Financial crisis is related to economic crisis, but the financial crises are caused by the shortcomings and failures in the financial markets and the economic crises as a result of sudden and unpredictable situations in the overall economy. Especially in the post-1980 period, the process of financial liberalization of the countries and the formation of international financial markets due to globalization in the 1990s, the realization of international capital movements brought the concept of “financial crisis” into the agenda. The financial crisis can be defined as the disruption in financial markets, the negative impact of the performance of financial institutions or intermediary institutions in financial markets, and this negative effect spreads to the whole economy and causes the resources not to be distributed effectively. Financial crises can be in four different forms: “money crisis”, “banking crisis”, “systematic financial crisis” and “external debt crisis” (Bostan & Bölükbaş, 2011; Radelet, Sachs, Cooper, & Bosworth, 1998; Gültekin & Ersin, 2018)

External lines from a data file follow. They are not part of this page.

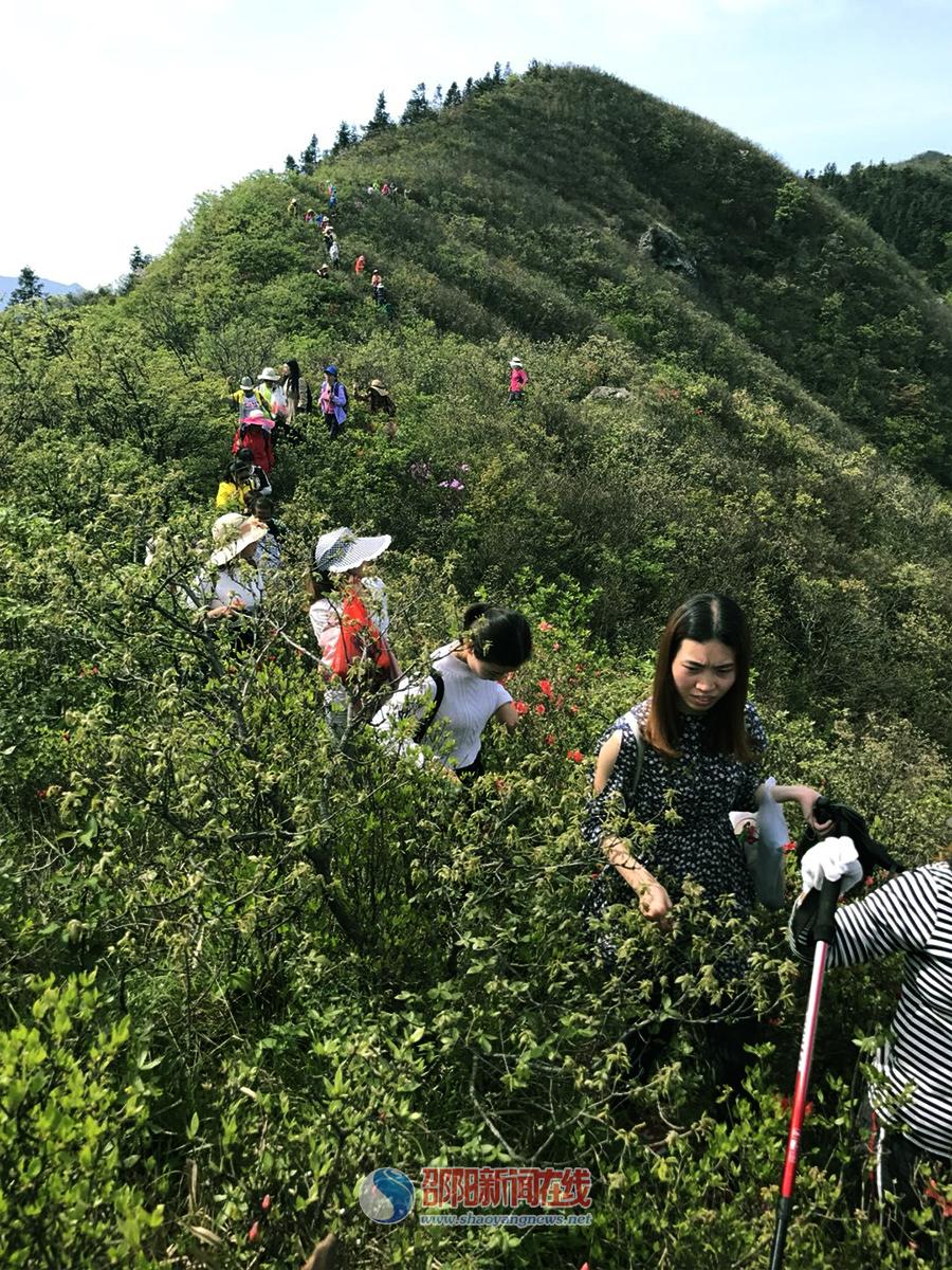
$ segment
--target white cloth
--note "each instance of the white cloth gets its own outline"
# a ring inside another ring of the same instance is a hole
[[[821,890],[824,881],[843,879],[840,894],[863,880],[863,866],[853,846],[853,839],[845,834],[842,838],[824,838],[805,853],[800,861],[803,878],[803,890]]]
[[[383,579],[362,578],[360,591],[363,592],[360,598],[364,602],[371,621],[381,635],[386,635],[390,630],[390,613],[387,611],[387,592],[383,587]],[[327,668],[334,663],[334,654],[340,641],[341,610],[343,599],[335,597],[334,599],[315,599],[307,611],[307,616],[311,618],[314,638],[320,644],[321,662]]]
[[[429,729],[426,743],[433,745],[447,767],[468,767],[482,744],[482,730],[500,706],[512,701],[501,683],[481,679],[466,662],[456,657],[458,644],[444,644],[430,654],[430,664],[443,677],[443,700]],[[426,676],[399,688],[372,719],[381,733],[392,732],[401,719],[413,715],[424,719],[432,709],[435,685]],[[452,748],[448,748],[451,747]],[[404,740],[401,751],[423,754],[413,742]]]
[[[263,596],[264,578],[259,569],[231,565],[220,569],[213,578],[207,573],[199,574],[185,593],[185,603],[189,608],[217,608],[240,599],[244,612],[253,613]]]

The speculative attack on the exchange value of a currency is called the currency crisis if it causes a decrease in money reserves or an increase in the astronomical levels in interest rates in order to prevent the depreciation of money or the loss of money. The banking crisis is the case if the actual or potential bank failures prevent banks from fulfilling their obligations or if the government is forced to intervene to prevent this failure. Systemic financial crises are defined as financial deteriorations with significant negative effects on the real economy by preventing the financial markets from operating effectively. The external debt crisis arises in the event that a country cannot repay its foreign debt, whether it is the state or the private sector. As a result, the common feature of all financial crisis types is that they have unsustainable economic imbalances and significant fluctuations in financial asset prices (or exchange rate). In the studies on the financial crisis; factors such as insufficiencies in the banking system, excessive budget deficits and unsustainability of current account deficit, and excessive liquidity problem in the market were considered as the main reasons for the crises (Işık, Duman & Korkmaz, 2004).

The economic crisis in the world is not only a financial sector crisis. There is a natural disease of capitalism. Despite the increase in the production capacity, it is the main reason for the crisis not to create sufficient effective demand. The pushing of ethical values from the financial sector aside, increasing the risk of not behaving ethically (moral hazard), as well as the fact that the financial sector has moved away from supporting the real sector and becoming a speculative structure has been the trigger of the crisis (Akgüç, 2009).

In the globalized world after 1980s financial crises have created important economic problems for both developed and developing countries. There have been many financial crises in the last 25 years such as Mexico Financial Crisis 1994-95, South East Asian Financial Crisis 1997-1998, Russian Financial Crisis 1998, Argentine Economic Crisis 1999–2002, Turkish Financial Crisis 2001, South American Economic Crisis 2002, Global Financial Crisis 2007-2009 and Turkish Currency and Debt Crisis 2018.

In most of the financial crises and especially in the South East Asian crisis, the crisis situation had worsened the problem of asymmetric information and this led to deterioration in the balance sheets, especially in the financial sector. The crisis situation, which causes worsening of asymmetric information problems and causing financial crises, begins with financial liberalization, which results in an explosion of lending to capital inflows. After all the problem was the rapid increase in lending (over-borrowing) resulted in huge losses on loans onwards (Mishkin, 2000). As Corsetti, Pesenti & Roubini (1998) explored that the rates of providing credit in Asian crisis countries increased at a much higher rate than in GDP.